Have you ever thought that your health is a purely personal matter? Medicine, of course, deals with us, but only with our diseases, and not with health at all. The pharmaceutical industry will perish and go bankrupt without our illnesses. The state, the institution where we work, of course, needs healthy workers, but only to increase profits. Nobody will close the distilleries and tobacco factories, although everyone knows what damage their products cause to their health. So it turns out that everyone should take care of their own health. But how?
Traditional medicinal medicine is the lot of specialists, and narrow specialists: if the therapist has kidney problems, he will not be able to treat himself, but will go to the urologist; if the urologist has a toothache, he will go to the dentist, not at all thinking that this pain may have its reasons. What can you expect from such a specialist in matters of our health?
In response to the failure of the drug treatment, accompanied by human casualties, a new course arose, which was named after one of the daughters of the ancient Greek god of healing Asclepius - natural hygiene. What does she offer us?
First of all, it’s not a narrow specialization, not drugs and poisons, but the study of the laws of a comprehensive nature, the comprehensive healing of the whole organism as a whole by natural methods (light, air, water, food, movement) to increase the efficiency of healing forces inherent in the human body by nature .
It may seem that natural hygiene is akin to traditional medicine. This is not true. Natural hygiene differs from traditional medicine by at least three features: firstly, it is systematic and comprehensive; secondly, its techniques and methods are scientifically substantiated, and thirdly, it is educational in nature. If the goal of traditional and traditional medicine is to heal, then the goal of natural hygiene is to educate a person in the Laws of Health, equip him with specific knowledge, skills for the skillful use of objectively acting Laws of Life.
Laws of Life are objective biological laws (from the word “bio” - referring to life) that govern the functions of cells, tissues, organs and systems, health, capabilities and reserves of the human body in everyday life.
The motto of natural hygiene is: “By the age of forty, a person is either a doctor himself or a fool.”
The authors of the book “The Greatest Discoveries of Health”, published in 1978 in Chicago, very vividly describe the environment in which the formation of natural hygiene took place (the term was established in 1856): “From contradictions, confusion, and chaotic heterogeneous mixing of illusory views, referred to as“ medical science ”And“ medical art ”, from the conflicts of various schools of treatment, from the apparent failure to fulfill their promises, from the refusal of doctors to take into account the natural needs of life when caring for patients, an urgent need feasibility in the revolutionary restructuring of biological thought and the revival of the biological view of human needs. "
In 1832, Sylvester Graham, then unknown to anyone else in New York, delivered a series of lectures on proper nutrition. At the beginning of the 19th century, during the cholera epidemic in Philadelphia, S. Graham drew attention to the fact that not a single member of the Biblical Christians sect became ill. The members of this sect refrained from all animal food, considering its use a violation of the commandments of God. They also did not use any stimulants - tea, coffee, tobacco, alcohol, spices. This led Graham to the thought of the healing properties of natural food. He began to promote healthy eating. And not one of his followers got sick with cholera either! Graham’s conclusion was simple: “... a person himself, as a rule, is the cause of his own illnesses and sufferings ... and almost always he is guilty of being sick, and must ask for forgiveness from the society, as well as that he is drinking” ( from the epigraph to G. Shelton's book "Natural Hygiene. The Righteous Way of Man's Life").

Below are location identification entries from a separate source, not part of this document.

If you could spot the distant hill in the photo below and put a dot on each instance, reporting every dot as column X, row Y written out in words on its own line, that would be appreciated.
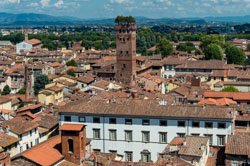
column 32, row 18
column 8, row 19
column 236, row 19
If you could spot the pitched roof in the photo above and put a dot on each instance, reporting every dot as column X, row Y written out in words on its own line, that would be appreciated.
column 34, row 41
column 71, row 127
column 7, row 140
column 193, row 146
column 238, row 145
column 202, row 64
column 232, row 95
column 19, row 125
column 149, row 108
column 45, row 153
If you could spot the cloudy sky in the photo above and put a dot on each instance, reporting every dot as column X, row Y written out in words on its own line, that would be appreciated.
column 111, row 8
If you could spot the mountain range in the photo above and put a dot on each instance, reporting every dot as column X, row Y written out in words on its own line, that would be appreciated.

In 1861, one of the founders of natural hygiene, R. Troll, formulated the credo of natural hygiene:
“... the system of medicinal medicine is false, incorrect from a philosophical point of view, absurd from scientific, hostile to nature, contrary to common sense, catastrophic in results, it is a curse for the human race ... The system of hygienic medicine that we affirm and practice is in harmony with nature, it complies with the laws of a living organism, scientifically correct, positive in results, it is the boon of the human race. ”
For one hundred and fifty years, the movement for natural hygiene has grown and established. It swept not only the United States, but also Australia, New Zealand, spread to a number of civilized Western European countries and Japan. It has dozens of names of prominent figures of the 19th century, such as S. Graham, I. Jennings, R. Troll, T. Nicole, J. Jackson, X. Austin, C. Page, R. Walter, S. Dodds, F. Oswald , J. Tilden and others, and in the XX century - B. McFadden, J.